Porphyromonas gingivalis

Gingival fibroblasts, established from gingival biopsies obtained from three individuals with no clinical signs of periodontitis, were cultured as described previously67 (link). Human primary gingival epithelial cells were purchased from CellnTec (CellnTec Advanced Cell Systems AG, Bern, Switzerland) and cultured in CnT-PR cell culture medium (CellnTec) at 37 °C in a 5% CO₂ incubator.
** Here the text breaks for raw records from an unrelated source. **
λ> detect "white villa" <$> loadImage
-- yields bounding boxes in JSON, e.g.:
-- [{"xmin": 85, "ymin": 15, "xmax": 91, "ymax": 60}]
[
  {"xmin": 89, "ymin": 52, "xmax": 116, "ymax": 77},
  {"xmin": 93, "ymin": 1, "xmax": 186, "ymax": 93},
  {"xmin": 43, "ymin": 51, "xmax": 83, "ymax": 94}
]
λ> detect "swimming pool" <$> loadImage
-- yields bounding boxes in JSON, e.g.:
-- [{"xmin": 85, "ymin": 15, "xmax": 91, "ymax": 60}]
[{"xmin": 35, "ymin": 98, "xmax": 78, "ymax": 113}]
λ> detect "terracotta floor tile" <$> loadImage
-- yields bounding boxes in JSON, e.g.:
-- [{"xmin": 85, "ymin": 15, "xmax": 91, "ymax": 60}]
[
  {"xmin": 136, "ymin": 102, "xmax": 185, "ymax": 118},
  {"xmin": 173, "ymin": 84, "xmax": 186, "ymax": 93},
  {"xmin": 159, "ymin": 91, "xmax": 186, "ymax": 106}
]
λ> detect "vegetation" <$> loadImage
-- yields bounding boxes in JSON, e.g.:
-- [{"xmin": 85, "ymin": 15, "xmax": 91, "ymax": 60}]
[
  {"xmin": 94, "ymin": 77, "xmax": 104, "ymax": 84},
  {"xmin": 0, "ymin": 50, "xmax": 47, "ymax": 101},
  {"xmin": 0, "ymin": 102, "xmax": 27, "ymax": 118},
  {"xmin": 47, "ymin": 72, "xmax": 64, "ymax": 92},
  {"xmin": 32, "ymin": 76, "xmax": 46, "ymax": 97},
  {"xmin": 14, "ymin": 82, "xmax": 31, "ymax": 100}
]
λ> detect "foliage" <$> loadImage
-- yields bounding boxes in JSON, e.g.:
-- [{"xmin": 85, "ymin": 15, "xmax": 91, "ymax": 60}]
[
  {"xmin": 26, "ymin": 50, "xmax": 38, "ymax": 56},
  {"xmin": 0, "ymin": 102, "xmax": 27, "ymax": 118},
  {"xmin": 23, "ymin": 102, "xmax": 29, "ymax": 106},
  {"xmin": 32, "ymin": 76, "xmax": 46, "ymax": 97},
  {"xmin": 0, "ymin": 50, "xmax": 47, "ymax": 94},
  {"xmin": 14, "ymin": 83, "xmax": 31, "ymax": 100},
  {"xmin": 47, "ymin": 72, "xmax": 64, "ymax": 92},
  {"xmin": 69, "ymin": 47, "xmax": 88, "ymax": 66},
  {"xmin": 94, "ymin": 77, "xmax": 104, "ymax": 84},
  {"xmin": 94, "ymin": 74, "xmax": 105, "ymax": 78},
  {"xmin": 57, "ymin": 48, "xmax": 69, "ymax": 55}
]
The cells (0.5 × 10⁶) were seeded in Petri dishes (60 mm) in DMEM supplemented with penicillin (50 units/ml), streptomycin (50 μg/ml), and 5% fetal calf serum (FCS, Technologies Europe BV) in case of the fibroblasts, and in iCnT-PR cell culture medium (CellnTec) in case of the epithelial cells, and cultured at 37 °C for 24 hours. The cell layers were rinsed twice with serum-free medium (DMEM or CnT-PR medium) followed by the addition of 2.0 ml of medium in the absence or presence of 5 μg/ml Porphyromonas gingivalis or E.coli LPS (InvivoGen, Toulouse, France). After incubation for 24 hours, the culture medium was collected and the cells washed twice with ice-cold PBS and used for total isolation of RNA.